Это был намек на ответственность, которую может понести брат Цезаря, и ареопаг не ошибся в своей догадке.
– Я должен теперь вспомнить позорный эпизод, когда люди Лацертия выкрали меня из моего дома, где я собирал все те доказательства, которые имею честь представлять сейчас перед вами; это произошло накануне того дня, когда я должен был защищать Суллу от позорного обвинения в присвоении наследства... Член коллегии адвокатов, выкраденный из своего дома, оставлен связанным посреди леса, в котором живут волки, и именно в тот день, когда он должен был появиться в зале суда! Какое оскорбление правосудию! Так началась моя тайная жизнь, так я вынужден был прятаться, чтобы и меня не настигло роковое мщение, которым мне угрожали... И вот тогда, именитые сенаторы, я смог оценить благородные чувства во всех слоях романского населения; в моем несчастье мне помогли и бедный безграмотный раб, который привел меня в чувство и отогрел в своей жалкой хижине угольщика, и торговка-содержательница скромного семейного пансиона из простонародного квартала, предоставившая мне кров и средства к существованию, у которой я прятался, каждый раз испытывая страх, когда слышал шаги, как мне казалось, моих убийц, поднимающихся по скрипучей лестнице...
Но, уважаемые сенаторы, – продолжал Гонорий, – правда заключена в том, что эта женщина будет вознаграждена за ту доброту, которую она проявила по отношению к защитнику истины! Вот почему ей предоставляется великая честь предстать перед вами в своих скромных одеждах... Стражники, – закричал он, – введите хозяйку пансиона Омитиллу!
Бросив эти слова, Гонорий почувствовал, как его охватывает беспокойство, как будто бы он внезапно понял, что, увлекшись своими доказательствами, он совершил ошибку, решив представить сенаторам толстуху в качестве свидетеля того, как его преследовали Лацертий и его молодчики. Он понял, что испортит сейчас все то хорошее впечатление, которое до сих пор производил на аудиторию, от ужаса по его спине под тогой полился пот. Но было слишком поздно.
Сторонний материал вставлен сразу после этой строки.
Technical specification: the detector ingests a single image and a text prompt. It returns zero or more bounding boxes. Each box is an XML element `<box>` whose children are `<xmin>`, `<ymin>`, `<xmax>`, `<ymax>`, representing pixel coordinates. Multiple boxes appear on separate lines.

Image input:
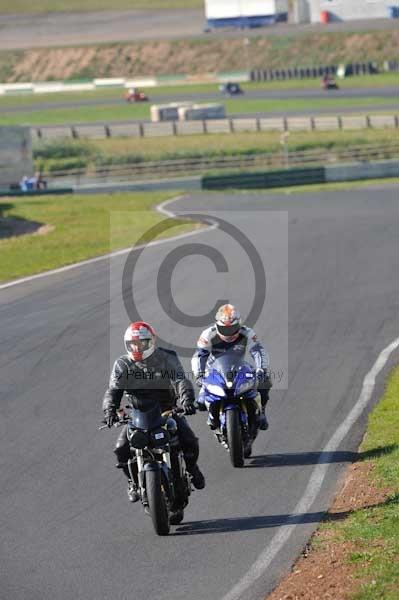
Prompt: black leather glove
<box><xmin>104</xmin><ymin>409</ymin><xmax>117</xmax><ymax>428</ymax></box>
<box><xmin>256</xmin><ymin>369</ymin><xmax>273</xmax><ymax>389</ymax></box>
<box><xmin>182</xmin><ymin>400</ymin><xmax>196</xmax><ymax>416</ymax></box>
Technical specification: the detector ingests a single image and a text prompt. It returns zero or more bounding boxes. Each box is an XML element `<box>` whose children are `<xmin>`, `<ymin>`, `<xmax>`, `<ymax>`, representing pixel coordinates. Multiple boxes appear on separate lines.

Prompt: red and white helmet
<box><xmin>124</xmin><ymin>321</ymin><xmax>156</xmax><ymax>361</ymax></box>
<box><xmin>215</xmin><ymin>304</ymin><xmax>241</xmax><ymax>342</ymax></box>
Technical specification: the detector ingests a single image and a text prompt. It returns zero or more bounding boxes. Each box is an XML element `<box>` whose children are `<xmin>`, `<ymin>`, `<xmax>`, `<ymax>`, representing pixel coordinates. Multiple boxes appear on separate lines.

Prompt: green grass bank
<box><xmin>0</xmin><ymin>192</ymin><xmax>197</xmax><ymax>283</ymax></box>
<box><xmin>33</xmin><ymin>128</ymin><xmax>399</xmax><ymax>175</ymax></box>
<box><xmin>319</xmin><ymin>366</ymin><xmax>399</xmax><ymax>599</ymax></box>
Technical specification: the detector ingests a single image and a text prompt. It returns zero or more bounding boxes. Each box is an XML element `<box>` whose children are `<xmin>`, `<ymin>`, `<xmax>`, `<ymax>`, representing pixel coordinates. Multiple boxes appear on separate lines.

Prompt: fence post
<box><xmin>105</xmin><ymin>125</ymin><xmax>111</xmax><ymax>138</ymax></box>
<box><xmin>202</xmin><ymin>120</ymin><xmax>207</xmax><ymax>134</ymax></box>
<box><xmin>310</xmin><ymin>116</ymin><xmax>315</xmax><ymax>131</ymax></box>
<box><xmin>256</xmin><ymin>117</ymin><xmax>261</xmax><ymax>132</ymax></box>
<box><xmin>395</xmin><ymin>115</ymin><xmax>399</xmax><ymax>129</ymax></box>
<box><xmin>337</xmin><ymin>116</ymin><xmax>343</xmax><ymax>130</ymax></box>
<box><xmin>172</xmin><ymin>120</ymin><xmax>177</xmax><ymax>136</ymax></box>
<box><xmin>71</xmin><ymin>127</ymin><xmax>78</xmax><ymax>139</ymax></box>
<box><xmin>366</xmin><ymin>115</ymin><xmax>371</xmax><ymax>128</ymax></box>
<box><xmin>36</xmin><ymin>128</ymin><xmax>42</xmax><ymax>139</ymax></box>
<box><xmin>229</xmin><ymin>118</ymin><xmax>234</xmax><ymax>133</ymax></box>
<box><xmin>139</xmin><ymin>122</ymin><xmax>144</xmax><ymax>137</ymax></box>
<box><xmin>283</xmin><ymin>117</ymin><xmax>288</xmax><ymax>132</ymax></box>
Мощная содержательница меблированных комнат, сопровождаемая двумя дежурными стражниками, уже входила в зал.
При виде этой женщины из простонародья на многих лицах царственного собрания появились улыбки: ей было около сорока пяти лет, одета она была крикливо, на шее висело пять или шесть золотых ожерелий, что сильно удивило Гонория, который до сих пор видел у своей хозяйки и любовницы только одно... Продавщица супа за два или четыре асса сделала нечто вроде поклона, который выглядел так смешно, что вызвал громкий смех на скамьях – смех, который мгновенно остудил горячий пот, лившийся между лопатками молодого адвоката...
И тут произошла ужасная вещь, которая буквально привела оратора в оцепенение и лишила голоса, отнимая последнюю надежду на то, что слова смогут предотвратить крушение его репутации и гибель процесса, в котором он хотел выступить триумфатором: Омитилла с широкой улыбкой на губах стала медленно поднимать юбку, открывая сначала свои бедра, а потом и жесткое руно волос, так хорошо знакомое Гонорию. Предел всему наступил тогда, когда молодой адвокат почувствовал близкое наступление эрекции, которое не смог сдержать при виде знакомого тела, так как его любовница не давала ему отдыхать от любовных игр; эта эрекция, необычайно сильная, так, очевидно, приподняла его тогу, что многие сенаторы просто прыснули от смеха, указывая тем, кто еще этого не заметил, на эту неюридическую природу связи, существующую между хозяйкой меблированных комнат и выступающим на процессе защитником.